Loopt gets a geo-aware directory of nearby deals

Loopt's location-aware deals service is expanding to make the process of finding and traversing to a nearby deal a more exploratory experience.

Josh Lowensohn Former Senior Writer
Josh Lowensohn joined CNET in 2006 and now covers Apple. Before that, Josh wrote about everything from new Web start-ups, to remote-controlled robots that watch your house. Prior to joining CNET, Josh covered breaking video game news, as well as reviewing game software. His current console favorite is the Xbox 360.
Josh Lowensohn
3 min read
Looptstar logo

Users of location-based social network Loopt who are looking for discounts or other deals in their neighborhood now have an easier way to find them.

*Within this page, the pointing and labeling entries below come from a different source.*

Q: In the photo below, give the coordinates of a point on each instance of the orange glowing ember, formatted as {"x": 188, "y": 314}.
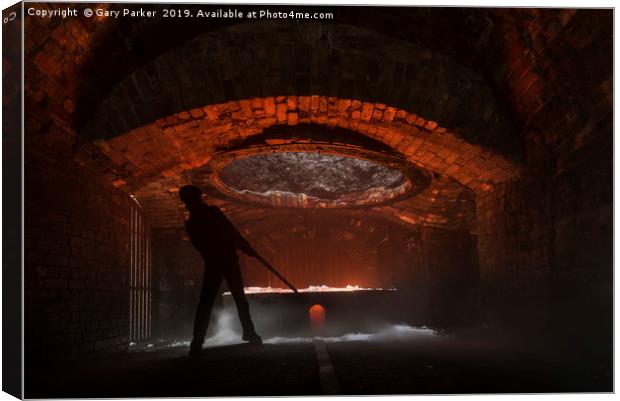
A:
{"x": 317, "y": 316}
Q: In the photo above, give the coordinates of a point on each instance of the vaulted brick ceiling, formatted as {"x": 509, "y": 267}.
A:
{"x": 437, "y": 87}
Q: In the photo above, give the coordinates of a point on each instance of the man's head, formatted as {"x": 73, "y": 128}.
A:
{"x": 190, "y": 195}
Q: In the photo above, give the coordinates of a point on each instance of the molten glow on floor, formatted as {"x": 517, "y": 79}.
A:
{"x": 312, "y": 288}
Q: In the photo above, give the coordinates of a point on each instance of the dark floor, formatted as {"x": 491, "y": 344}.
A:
{"x": 398, "y": 366}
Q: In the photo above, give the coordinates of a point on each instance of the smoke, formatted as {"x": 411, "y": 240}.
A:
{"x": 225, "y": 333}
{"x": 389, "y": 333}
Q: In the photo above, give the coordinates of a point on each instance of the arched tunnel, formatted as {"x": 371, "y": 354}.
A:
{"x": 451, "y": 166}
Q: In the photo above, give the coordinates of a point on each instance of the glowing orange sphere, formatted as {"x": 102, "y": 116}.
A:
{"x": 317, "y": 316}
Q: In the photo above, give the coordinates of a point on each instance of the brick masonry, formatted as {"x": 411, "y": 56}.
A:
{"x": 76, "y": 262}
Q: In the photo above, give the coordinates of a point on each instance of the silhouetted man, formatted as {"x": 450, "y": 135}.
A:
{"x": 217, "y": 240}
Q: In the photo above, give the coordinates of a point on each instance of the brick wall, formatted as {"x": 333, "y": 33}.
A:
{"x": 76, "y": 262}
{"x": 179, "y": 268}
{"x": 546, "y": 236}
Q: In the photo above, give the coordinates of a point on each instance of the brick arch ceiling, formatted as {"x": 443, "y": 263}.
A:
{"x": 269, "y": 59}
{"x": 152, "y": 161}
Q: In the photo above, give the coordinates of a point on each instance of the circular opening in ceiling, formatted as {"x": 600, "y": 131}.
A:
{"x": 310, "y": 175}
{"x": 317, "y": 176}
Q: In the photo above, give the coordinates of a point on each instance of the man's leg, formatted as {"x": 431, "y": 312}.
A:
{"x": 210, "y": 286}
{"x": 235, "y": 285}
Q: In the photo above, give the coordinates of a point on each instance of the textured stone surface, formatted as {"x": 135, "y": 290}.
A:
{"x": 313, "y": 174}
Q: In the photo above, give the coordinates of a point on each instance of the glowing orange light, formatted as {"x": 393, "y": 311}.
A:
{"x": 317, "y": 316}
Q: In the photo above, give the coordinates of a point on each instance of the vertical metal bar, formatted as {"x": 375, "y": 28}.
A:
{"x": 131, "y": 300}
{"x": 139, "y": 251}
{"x": 130, "y": 272}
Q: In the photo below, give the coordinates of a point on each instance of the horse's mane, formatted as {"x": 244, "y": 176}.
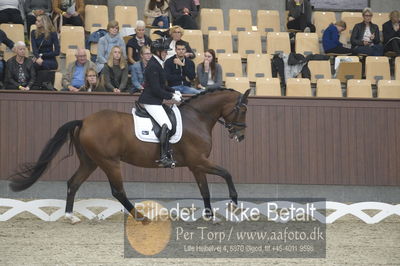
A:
{"x": 208, "y": 91}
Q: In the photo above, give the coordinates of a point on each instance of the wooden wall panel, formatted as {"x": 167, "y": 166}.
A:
{"x": 288, "y": 140}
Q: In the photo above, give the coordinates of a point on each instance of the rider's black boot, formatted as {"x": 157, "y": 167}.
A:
{"x": 165, "y": 160}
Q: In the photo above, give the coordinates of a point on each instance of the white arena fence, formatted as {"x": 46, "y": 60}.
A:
{"x": 111, "y": 207}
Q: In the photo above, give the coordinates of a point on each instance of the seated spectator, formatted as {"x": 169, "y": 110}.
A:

The service is expected to launch a new feature on Friday for its Looptstar application, which differs from Loopt's core app in that it's focused on finding nearby deals. The update takes the idea of showing you what deals are in your immediate vicinity and puts them into one large directory that users can browse without actually having to be at those places.

"Users had been asking us to see all the stuff in their city," Loopt co-founder Sam Altman said during an interview with CNET earlier this week. "One of the things we've discovered is that users don't search for places very much, but they like things that are recommended to them." To that end, the deals that users would normally find when checking in to a location can now be seen up to 20 miles out from where they can be redeemed.

Loopt for iPhone
Local deals now show up even if you're not immediately nearby. Pictured here is the company's Looptstar app for the iPhone. Loopt

Loopt is giving retailers the option to surface variations of these deals based on user location, so as Altman explained, a store can provide a slightly different reward depending on how near or far you are.

But does that mean advertisers can try to steal you away from a rival business if they can get an idea that you're there? "One thing that we're not doing, although we get tons of requests for it, is that people want to kind of own other people's virtual real estate, or target-based on the customers of competitors," Altman said. "So if you go to Starbucks a lot, Peet's would want to show you their specials. We're not doing any of that, yet."

However Loopt has an incredible amount of information at its disposal that it can use to make sure you're really where you say you are. For the companies that are partnering with the site, which include large brands like Starbucks, Paul Frank, and Gap, that's often a pre-requisite for the deeper discounts that can be had on a user's second and third check-in. "Right now, we basically can verify that you're on a very precise location fix by making it use the Wi-Fi, which doesn't have a very long range," Altman explained. "However, we're just beginning some experiments very, very short-range stuff, making sure you're actually at the point of purchase, like within five feet of that."

Loopt's iPhone effort remains one of the few apps out there that updates user location in the background--a recent addition to the iOS SDK, and something just a handful of developers have managed to roll out into their social applications (some have not been so lucky). To make users more comfortable with the idea, Altman and company have built in several safeguards, including granular controls over who can see your location, as well as for how long you want to keep the setting active. When asked if those settings were something Apple had asked for, Altman said simply "we did it because it's the right thing to do. There's definitely some sort of responsibility about doing this kind of stuff."

Loopt continues to compete against services like Foursquare, Yelp and Gowalla, all of which have also begun partnering with companies and local businesses to offer rewards. Beyond acting as a middleman to these companies, Loopt and the others like it own and control the data, and analyze a large amount of data that chronicles users habits. That data can then be turned into new business opportunities, though Altman downplayed some of that activity as being mundane.

"People are incredible creatures of habit. One of the most interesting things we've ever seen from looking at our data set is that we have this certainty of where you're going to be at any given point after you've used the service for a while," Altman said. "The depressing thing is that people don't vary much." Though by showing people where they could go to save some money, and if it's nearby to friends, Altman is hoping to change that.